#!/usr/bin/python
# -*- coding: utf-8 -*-
from __future__ import print_function, unicode_literals
__license__ = """
This file is part of GNU FreeFont.

GNU FreeFont is free software: you can redistribute it and/or modify it under
the terms of the GNU General Public License as published by the Free Software
Foundation, either version 3 of the License, or (at your option) any later
version.

GNU FreeFont is distributed in the hope that it will be useful, but WITHOUT
ANY WARRANTY; without even the implied warranty of MERCHANTABILITY or FITNESS
FOR A PARTICULAR PURPOSE.  See the GNU General Public License for more details.

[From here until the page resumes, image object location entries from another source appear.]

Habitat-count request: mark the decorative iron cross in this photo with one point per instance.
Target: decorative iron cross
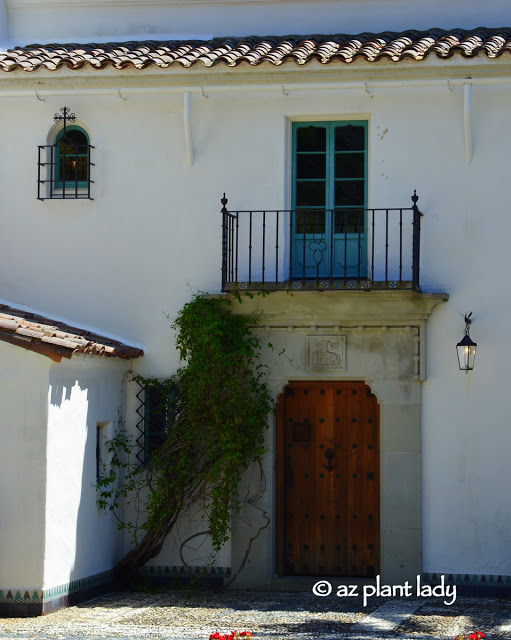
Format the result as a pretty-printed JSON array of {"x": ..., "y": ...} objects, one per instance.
[{"x": 66, "y": 116}]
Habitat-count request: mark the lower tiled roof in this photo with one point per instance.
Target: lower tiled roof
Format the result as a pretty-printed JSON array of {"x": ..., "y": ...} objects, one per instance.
[
  {"x": 395, "y": 46},
  {"x": 56, "y": 339}
]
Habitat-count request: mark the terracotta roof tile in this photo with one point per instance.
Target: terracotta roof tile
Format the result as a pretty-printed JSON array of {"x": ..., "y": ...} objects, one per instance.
[
  {"x": 56, "y": 339},
  {"x": 274, "y": 50}
]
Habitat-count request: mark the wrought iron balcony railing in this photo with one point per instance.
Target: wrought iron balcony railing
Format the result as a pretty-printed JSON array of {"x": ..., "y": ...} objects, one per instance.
[{"x": 342, "y": 248}]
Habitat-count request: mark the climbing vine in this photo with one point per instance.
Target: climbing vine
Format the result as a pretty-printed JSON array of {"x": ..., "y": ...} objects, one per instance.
[{"x": 215, "y": 430}]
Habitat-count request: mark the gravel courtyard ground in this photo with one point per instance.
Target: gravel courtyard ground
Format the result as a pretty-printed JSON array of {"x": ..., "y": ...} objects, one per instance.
[{"x": 280, "y": 616}]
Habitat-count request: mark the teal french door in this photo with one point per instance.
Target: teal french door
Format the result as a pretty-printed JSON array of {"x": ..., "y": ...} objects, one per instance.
[{"x": 329, "y": 226}]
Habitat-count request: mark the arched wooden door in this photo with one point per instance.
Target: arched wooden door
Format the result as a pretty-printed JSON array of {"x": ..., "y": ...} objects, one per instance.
[{"x": 328, "y": 489}]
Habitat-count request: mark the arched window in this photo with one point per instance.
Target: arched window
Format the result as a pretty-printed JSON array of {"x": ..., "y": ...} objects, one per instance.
[
  {"x": 64, "y": 167},
  {"x": 72, "y": 159}
]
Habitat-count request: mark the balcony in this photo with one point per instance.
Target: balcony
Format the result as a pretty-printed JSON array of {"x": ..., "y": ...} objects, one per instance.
[{"x": 322, "y": 249}]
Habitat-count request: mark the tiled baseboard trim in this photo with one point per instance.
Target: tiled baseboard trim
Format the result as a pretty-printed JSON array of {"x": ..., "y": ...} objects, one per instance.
[{"x": 23, "y": 603}]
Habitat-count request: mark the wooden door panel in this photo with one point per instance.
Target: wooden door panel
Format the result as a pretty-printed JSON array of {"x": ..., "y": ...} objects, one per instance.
[{"x": 329, "y": 491}]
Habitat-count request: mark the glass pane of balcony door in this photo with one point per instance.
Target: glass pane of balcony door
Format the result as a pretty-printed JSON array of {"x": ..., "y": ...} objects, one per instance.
[{"x": 329, "y": 198}]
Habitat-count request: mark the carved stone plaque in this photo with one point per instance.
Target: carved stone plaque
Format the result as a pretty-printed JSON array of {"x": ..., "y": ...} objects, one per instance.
[{"x": 326, "y": 353}]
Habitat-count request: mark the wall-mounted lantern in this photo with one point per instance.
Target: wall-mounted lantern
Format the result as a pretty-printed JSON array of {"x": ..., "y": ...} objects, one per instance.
[{"x": 466, "y": 348}]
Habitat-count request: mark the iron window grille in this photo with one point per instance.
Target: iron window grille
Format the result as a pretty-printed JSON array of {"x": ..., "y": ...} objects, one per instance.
[
  {"x": 157, "y": 410},
  {"x": 64, "y": 168}
]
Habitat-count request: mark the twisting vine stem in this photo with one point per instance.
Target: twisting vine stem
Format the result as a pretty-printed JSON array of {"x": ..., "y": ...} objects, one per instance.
[{"x": 219, "y": 417}]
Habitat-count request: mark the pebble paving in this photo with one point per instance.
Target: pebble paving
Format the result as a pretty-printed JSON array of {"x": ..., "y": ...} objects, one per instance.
[{"x": 194, "y": 615}]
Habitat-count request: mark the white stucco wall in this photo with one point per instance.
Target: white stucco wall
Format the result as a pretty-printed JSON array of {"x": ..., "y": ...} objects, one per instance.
[
  {"x": 23, "y": 389},
  {"x": 81, "y": 540},
  {"x": 101, "y": 20}
]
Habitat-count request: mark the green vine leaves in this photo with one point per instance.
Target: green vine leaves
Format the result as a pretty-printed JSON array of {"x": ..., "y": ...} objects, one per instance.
[{"x": 215, "y": 412}]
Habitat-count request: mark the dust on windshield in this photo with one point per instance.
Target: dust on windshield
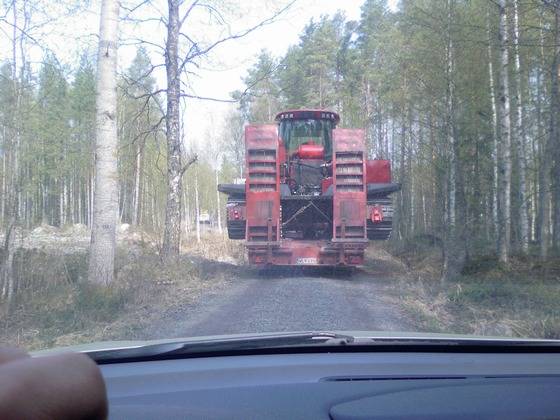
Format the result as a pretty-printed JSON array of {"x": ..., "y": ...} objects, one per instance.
[{"x": 145, "y": 192}]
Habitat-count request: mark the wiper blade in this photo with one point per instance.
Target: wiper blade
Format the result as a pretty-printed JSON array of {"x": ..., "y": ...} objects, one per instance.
[{"x": 185, "y": 348}]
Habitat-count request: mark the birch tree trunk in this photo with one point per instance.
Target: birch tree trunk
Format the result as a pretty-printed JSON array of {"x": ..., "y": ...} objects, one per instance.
[
  {"x": 454, "y": 249},
  {"x": 553, "y": 140},
  {"x": 137, "y": 179},
  {"x": 172, "y": 230},
  {"x": 197, "y": 209},
  {"x": 505, "y": 140},
  {"x": 105, "y": 198},
  {"x": 520, "y": 138},
  {"x": 218, "y": 204},
  {"x": 494, "y": 130}
]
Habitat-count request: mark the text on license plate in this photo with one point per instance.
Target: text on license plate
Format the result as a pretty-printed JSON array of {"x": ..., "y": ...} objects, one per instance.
[{"x": 306, "y": 261}]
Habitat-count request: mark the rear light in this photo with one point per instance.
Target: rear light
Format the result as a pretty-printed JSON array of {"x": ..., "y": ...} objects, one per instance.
[{"x": 376, "y": 214}]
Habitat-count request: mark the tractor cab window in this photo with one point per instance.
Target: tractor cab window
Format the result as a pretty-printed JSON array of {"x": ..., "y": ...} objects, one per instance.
[{"x": 309, "y": 131}]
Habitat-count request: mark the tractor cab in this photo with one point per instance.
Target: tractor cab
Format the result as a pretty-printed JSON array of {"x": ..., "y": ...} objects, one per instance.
[{"x": 306, "y": 140}]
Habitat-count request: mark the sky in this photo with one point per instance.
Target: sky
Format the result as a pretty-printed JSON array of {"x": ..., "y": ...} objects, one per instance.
[{"x": 217, "y": 76}]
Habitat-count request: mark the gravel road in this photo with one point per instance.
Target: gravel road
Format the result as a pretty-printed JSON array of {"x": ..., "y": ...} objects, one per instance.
[{"x": 294, "y": 302}]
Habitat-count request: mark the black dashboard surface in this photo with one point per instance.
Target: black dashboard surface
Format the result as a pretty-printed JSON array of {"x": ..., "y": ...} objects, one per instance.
[{"x": 338, "y": 386}]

You should have received a copy of the GNU General Public License along with
GNU FreeFont.  If not, see <http://www.gnu.org/licenses/>.
"""
__author__ = "Emmanuel Vallois"
__email__ = "vallois@polytech.unice.fr"
__copyright__ = "Copyright 2011 Emmanuel Vallois"
__date__ = "$Date$"
__version__ = "$Revision$"
__doc__ = """
Writes in the file named by the first argument an HTML page comprising a table
for testing arabic characters, their behavior and consistency with presentation
forms.

Runs under normal Python, version 2.7 or above.

Typical usage:
arabic_test.py "Arabic test page.html"
"""
import sys
from codecs import open
from string import Template
from io import StringIO
from unicodedata import normalize, name, unidata_version, decomposition

_module_missing_msg = """Please run
	generate_arabic_shaping.py
to generate
	arabic_shaping.py"""

try:
	from arabic_shaping import joining_type
except:
	print( _module_missing_msg, file=sys.stderr)
	sys.exit( 1 )

if len(sys.argv) > 1:
	outfile = sys.argv[1]
else:
	outfile = 'Arabic test page.html'

sys.stdout = open(outfile, 'w', 'utf-8')

def uniname(char):
	return name(char, new_names.get(char, "&lt;reserved-{:04X}&gt;".format(ord(char))))

def non_positional_name(char):
	return uniname(char).replace(' INITIAL','').replace(' FINAL','').replace(' MEDIAL','').replace(' ISOLATED','').replace(' FORM','')

arabic_ranges = list(range(0x600, 0x61B + 1))
arabic_ranges.extend(range(0x61E, 0x6FF + 1))
arabic_ranges.extend(range(0x750, 0x77F + 1))
arabic_ranges.extend(range(0x8A0, 0x8B1 + 1))
arabic_ranges.extend(range(0x8E4, 0x8FF + 1))
arabic_ranges.extend(range(0xFB50, 0xFBC1 + 1))
arabic_ranges.extend(range(0xFBD3, 0xFD3F + 1))
arabic_ranges.extend(range(0xFD50, 0xFD8F + 1))
arabic_ranges.extend(range(0xFD92, 0xFDC7 + 1))
arabic_ranges.extend(range(0xFDF0, 0xFDFD + 1))
arabic_ranges.extend(range(0xFE70, 0xFE74 + 1))
arabic_ranges.extend(range(0xFE76, 0xFEFC + 1))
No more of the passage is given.